Amanda Launchbury-Rainey wrote:You have made if look so simple and your sheep looks calm and happy, which is so important. Have you ever tried rooing? Do you spin your wool? Or your sheep's wool even!
This is taken from here. https://www.hakaimagazine.com/features/no-wool-no-vikings/
It is a very interesting article.
But first, it’s time to collect the wool. These double-coated sheep shed their wool naturally in late spring and summer, so they don’t need to be shorn. Instead, the wool is plucked, or “rooed”—a bit like pulling loosened hair from a shedding dog. Rooing is labor intensive. In Viking times and for centuries after, the whole village would join in the roundup and rooing. The captive labor force of Fosen students means rooing is still possible on Utsetøya.
The ewes are removed from the pen one at a time.
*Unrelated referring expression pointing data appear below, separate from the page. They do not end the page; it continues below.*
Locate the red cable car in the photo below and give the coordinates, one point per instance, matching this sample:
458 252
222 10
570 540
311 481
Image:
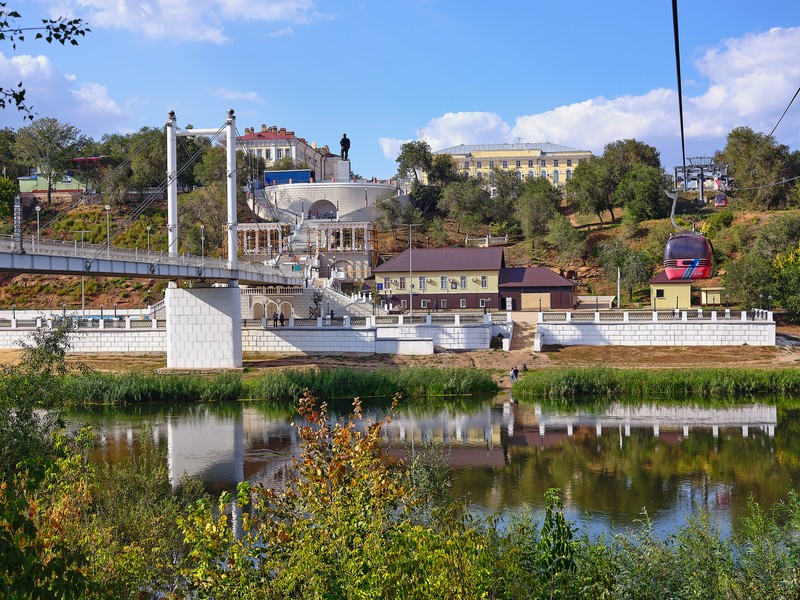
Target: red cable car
688 256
Two people grab a ewe and straddle it, one holding onto its short, slightly curved horns and the other clinging to the wool of its back. They march the ewe to the edge of a big blue tarp and lay it on its side. Four or five rooers sit in a circle, pulling steadily on handfuls of wool until it comes loose and piling the wool on the tarp. When I try rooing, the wool feels oily and gritty with sand and salt accumulated in the year since the last rooing. I have to pull harder than I expected, but the wool comes loose without a flinch from the ewe.
My daughter had soay sheep which we rooed. She still has a Finn / Soay cross that we roo. I actually go video of us rooing him the other day. It is not great quality but you can see what is happening. I will try to get it posted here tomorrow.